The French welfare state explains much of the current antagonism
against America, which encompasses both (mindless, bloody)
American popular culture and the (heartless) robust market economy.
Still facing relatively high levels of unemployment and a relatively sluggish
economy, French people feel pressured to follow the British into free-market
capitalism, which they despise as libéralisme,
or libéralisme anglo-saxon.
In French eyes, market values alone drive le liberalisme
anglo-saxon. It stomps on human interests and threatens values
many French people hold dear. These same values strike many Americans
as downright socialistic. The welfare system pays the neighborhood MD
less than $50,000 per year. Un-American high taxes support the
beautiful public parks, monuments, and celebrations summed up as the national
patrimony. To my mind, the most striking difference between life in the
United States and in France is the existence of the French notion of national
patrimony as against the degradation of public spaces and public services
in the United States. This distinction also struck Adam Gopnik. But Gopnik
finds it easier than I do to distinguish what is American, on one side,
from what is French, on the other.
Throughout Paris to the Moon, Gopnik contrasts the
French and Americans, as though each nation consisted
of a single national character. Both the French and the
American are middle-class and white. And both live in the synecdoche
of their respective cities: Manhattan below 110th
Street and the inner arrondissements of Paris. When Gopnik sets New
York against Paris, he means his downtown Manhattan
neighborhood as against his Parisian Left Bank. Neither his Paris
nor his New York includes the outer boroughs of the Bronx,
Queens, and Brooklyn or in Paris, the banlieu, where workers, immigrants,
and people of color live in conditions akin to those of the Bronx.
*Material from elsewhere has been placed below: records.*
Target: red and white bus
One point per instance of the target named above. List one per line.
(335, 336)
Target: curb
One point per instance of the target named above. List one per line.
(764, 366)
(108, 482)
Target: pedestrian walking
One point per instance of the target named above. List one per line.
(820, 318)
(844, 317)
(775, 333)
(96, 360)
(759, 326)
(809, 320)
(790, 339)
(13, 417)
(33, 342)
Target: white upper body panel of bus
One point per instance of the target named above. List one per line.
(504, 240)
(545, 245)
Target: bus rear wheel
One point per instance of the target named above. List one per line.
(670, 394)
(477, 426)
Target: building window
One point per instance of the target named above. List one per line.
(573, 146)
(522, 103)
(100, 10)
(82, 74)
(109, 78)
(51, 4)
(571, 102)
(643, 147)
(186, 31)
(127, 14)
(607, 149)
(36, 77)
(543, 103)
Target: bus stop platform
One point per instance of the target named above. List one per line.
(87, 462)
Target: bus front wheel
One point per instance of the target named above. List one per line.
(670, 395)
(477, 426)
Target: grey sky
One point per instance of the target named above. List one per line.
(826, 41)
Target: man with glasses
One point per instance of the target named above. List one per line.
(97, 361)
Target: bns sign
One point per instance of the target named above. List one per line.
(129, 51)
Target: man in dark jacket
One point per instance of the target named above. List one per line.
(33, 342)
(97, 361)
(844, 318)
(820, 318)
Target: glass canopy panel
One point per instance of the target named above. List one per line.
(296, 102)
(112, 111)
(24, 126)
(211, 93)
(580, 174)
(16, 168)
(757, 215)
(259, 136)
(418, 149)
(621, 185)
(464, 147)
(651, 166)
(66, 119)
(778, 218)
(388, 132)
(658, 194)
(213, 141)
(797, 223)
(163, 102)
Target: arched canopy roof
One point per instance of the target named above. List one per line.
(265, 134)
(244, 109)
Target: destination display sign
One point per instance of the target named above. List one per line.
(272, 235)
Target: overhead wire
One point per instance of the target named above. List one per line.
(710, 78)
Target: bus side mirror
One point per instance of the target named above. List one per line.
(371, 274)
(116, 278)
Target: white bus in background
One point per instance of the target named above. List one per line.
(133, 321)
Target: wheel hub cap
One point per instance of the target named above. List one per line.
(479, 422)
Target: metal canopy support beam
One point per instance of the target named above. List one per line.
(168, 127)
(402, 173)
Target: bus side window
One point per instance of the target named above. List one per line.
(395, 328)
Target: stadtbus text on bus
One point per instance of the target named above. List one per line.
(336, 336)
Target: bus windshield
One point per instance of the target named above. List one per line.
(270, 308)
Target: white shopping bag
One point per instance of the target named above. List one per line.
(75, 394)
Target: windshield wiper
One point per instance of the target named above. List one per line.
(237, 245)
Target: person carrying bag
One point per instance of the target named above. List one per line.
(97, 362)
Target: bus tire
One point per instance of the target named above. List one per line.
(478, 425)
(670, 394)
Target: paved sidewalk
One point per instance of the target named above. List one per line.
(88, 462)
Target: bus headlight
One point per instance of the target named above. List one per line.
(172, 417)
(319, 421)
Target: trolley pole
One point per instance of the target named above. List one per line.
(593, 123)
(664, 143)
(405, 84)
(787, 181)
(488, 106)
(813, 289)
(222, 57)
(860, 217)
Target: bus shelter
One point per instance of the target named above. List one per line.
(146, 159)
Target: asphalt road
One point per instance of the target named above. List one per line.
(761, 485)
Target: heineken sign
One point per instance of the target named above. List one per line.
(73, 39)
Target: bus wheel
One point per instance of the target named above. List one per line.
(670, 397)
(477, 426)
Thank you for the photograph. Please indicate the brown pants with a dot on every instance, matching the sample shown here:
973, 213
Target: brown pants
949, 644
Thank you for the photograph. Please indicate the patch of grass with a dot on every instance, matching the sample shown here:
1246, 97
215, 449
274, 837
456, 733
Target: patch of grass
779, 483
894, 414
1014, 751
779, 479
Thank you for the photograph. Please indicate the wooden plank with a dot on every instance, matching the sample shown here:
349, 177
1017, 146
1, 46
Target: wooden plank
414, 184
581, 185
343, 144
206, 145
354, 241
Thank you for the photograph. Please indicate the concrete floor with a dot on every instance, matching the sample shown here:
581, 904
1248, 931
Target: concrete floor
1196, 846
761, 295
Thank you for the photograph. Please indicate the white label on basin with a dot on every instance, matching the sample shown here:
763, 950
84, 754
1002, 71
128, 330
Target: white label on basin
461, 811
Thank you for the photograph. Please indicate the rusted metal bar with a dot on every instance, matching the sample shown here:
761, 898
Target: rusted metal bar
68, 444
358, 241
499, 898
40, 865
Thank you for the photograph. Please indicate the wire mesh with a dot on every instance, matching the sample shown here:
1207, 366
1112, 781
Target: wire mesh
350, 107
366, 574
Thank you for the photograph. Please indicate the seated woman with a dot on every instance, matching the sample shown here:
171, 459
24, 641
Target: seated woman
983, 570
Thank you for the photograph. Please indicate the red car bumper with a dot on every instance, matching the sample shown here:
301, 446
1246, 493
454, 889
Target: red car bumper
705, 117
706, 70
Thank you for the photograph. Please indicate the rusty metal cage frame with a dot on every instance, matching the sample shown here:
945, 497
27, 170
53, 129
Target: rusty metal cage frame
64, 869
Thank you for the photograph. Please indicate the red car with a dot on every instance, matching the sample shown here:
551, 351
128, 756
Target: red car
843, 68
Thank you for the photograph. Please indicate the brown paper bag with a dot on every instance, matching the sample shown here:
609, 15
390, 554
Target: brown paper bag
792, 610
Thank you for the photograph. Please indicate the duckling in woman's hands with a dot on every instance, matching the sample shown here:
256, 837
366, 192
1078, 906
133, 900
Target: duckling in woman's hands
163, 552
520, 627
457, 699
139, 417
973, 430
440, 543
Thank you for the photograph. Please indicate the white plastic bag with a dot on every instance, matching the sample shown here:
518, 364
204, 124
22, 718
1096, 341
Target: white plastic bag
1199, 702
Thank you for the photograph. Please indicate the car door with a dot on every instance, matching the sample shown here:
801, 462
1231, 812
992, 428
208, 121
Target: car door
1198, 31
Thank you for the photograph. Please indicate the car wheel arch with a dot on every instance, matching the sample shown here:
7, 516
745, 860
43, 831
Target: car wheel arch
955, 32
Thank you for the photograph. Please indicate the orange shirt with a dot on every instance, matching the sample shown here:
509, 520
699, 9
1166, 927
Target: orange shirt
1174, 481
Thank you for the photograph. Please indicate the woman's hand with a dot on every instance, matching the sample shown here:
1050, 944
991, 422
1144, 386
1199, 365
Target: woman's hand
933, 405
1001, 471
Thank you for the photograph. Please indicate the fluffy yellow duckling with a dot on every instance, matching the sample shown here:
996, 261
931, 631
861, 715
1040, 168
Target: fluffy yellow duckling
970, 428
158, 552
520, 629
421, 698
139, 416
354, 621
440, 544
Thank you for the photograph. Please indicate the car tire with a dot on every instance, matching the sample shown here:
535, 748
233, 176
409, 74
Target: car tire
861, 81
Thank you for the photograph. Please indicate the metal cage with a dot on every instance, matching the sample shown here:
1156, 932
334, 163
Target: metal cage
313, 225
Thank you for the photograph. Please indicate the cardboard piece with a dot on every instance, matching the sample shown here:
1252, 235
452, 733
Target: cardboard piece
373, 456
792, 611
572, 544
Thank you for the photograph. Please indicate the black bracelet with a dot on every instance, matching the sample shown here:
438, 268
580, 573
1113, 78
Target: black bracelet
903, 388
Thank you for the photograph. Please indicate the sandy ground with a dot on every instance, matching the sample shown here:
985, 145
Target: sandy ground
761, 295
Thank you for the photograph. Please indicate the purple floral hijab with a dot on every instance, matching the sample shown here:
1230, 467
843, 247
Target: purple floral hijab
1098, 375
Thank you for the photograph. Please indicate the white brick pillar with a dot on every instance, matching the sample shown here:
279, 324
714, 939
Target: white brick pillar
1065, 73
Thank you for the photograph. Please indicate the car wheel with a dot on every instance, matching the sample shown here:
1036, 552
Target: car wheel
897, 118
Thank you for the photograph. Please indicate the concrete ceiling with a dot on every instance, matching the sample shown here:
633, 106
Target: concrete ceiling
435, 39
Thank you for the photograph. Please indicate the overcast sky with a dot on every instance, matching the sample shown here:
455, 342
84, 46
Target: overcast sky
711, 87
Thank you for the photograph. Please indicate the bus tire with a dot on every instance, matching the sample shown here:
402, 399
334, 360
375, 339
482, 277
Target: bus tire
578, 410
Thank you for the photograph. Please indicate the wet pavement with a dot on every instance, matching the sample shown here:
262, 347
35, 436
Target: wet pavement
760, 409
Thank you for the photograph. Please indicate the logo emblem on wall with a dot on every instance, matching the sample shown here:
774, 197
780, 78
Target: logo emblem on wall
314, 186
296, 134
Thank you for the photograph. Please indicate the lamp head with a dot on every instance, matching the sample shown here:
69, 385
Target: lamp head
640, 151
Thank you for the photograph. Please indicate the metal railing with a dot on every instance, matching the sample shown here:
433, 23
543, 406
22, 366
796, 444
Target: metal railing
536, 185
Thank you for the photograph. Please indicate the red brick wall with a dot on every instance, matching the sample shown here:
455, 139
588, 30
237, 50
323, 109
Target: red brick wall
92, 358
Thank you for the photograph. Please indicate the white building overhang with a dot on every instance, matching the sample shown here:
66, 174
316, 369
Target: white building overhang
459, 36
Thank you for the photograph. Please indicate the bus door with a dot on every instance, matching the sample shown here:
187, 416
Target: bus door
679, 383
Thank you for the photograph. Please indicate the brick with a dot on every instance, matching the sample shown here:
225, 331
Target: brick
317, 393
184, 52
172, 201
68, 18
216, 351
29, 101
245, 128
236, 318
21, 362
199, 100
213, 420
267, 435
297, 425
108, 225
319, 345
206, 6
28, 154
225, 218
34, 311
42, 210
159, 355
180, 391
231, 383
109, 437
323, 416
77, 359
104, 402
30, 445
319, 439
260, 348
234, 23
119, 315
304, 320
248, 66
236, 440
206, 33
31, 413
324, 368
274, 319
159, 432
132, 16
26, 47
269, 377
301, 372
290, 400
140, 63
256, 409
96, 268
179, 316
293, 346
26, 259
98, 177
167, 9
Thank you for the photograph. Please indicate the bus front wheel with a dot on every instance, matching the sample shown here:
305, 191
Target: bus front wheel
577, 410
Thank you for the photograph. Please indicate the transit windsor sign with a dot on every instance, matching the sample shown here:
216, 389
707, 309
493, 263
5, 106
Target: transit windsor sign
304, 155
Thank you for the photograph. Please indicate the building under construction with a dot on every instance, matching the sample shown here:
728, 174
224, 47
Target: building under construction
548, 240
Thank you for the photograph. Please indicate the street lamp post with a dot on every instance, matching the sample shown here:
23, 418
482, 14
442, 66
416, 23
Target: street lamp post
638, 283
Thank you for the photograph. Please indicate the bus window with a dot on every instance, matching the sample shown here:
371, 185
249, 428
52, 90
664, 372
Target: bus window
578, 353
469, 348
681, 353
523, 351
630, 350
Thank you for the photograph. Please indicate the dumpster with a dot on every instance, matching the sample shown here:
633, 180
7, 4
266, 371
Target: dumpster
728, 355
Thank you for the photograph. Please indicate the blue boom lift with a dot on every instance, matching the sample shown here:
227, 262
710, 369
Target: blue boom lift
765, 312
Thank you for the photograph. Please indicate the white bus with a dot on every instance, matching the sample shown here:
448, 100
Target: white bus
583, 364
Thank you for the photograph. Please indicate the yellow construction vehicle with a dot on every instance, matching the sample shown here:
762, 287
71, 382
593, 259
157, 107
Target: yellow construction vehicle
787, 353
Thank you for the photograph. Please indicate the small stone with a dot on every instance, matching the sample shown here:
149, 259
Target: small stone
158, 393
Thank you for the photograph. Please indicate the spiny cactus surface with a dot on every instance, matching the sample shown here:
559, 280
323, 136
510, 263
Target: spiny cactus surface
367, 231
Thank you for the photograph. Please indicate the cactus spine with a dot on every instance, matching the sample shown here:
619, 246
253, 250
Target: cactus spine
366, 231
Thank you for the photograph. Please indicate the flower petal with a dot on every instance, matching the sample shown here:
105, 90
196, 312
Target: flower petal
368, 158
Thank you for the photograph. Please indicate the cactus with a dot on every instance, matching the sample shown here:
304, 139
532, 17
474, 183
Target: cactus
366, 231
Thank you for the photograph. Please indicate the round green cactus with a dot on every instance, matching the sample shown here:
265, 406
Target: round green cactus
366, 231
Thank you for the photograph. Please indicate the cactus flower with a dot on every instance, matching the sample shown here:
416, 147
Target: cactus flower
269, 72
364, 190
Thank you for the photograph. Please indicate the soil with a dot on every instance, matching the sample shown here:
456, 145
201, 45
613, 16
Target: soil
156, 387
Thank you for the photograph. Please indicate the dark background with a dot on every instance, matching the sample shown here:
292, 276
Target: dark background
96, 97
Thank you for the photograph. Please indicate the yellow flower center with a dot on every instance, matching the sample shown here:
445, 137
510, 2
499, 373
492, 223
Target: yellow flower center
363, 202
If you look beyond Gopniks little worlds to the outer
boroughs and the banlieu, the two cities look less different, and familiar
American themes come into view. In the banlieu, people engage in identity
politics, violence, materialism, and everybody yells at everyone else
about their rights. No one watches the Umbrellas of Cherborg
or listens to Charles Trenet. Paris to the Moon provides a charming,
elegant, but often narrow view of Paris. Seen as something larger than
the inner ring of neighborhoods, Paris still charms. But it no longer
seems wildly different from New York in the very late twentieth century.
Copyright Nell Irvin Painter. This review appeared in
the Raleigh News & Observer on December 10, 2000.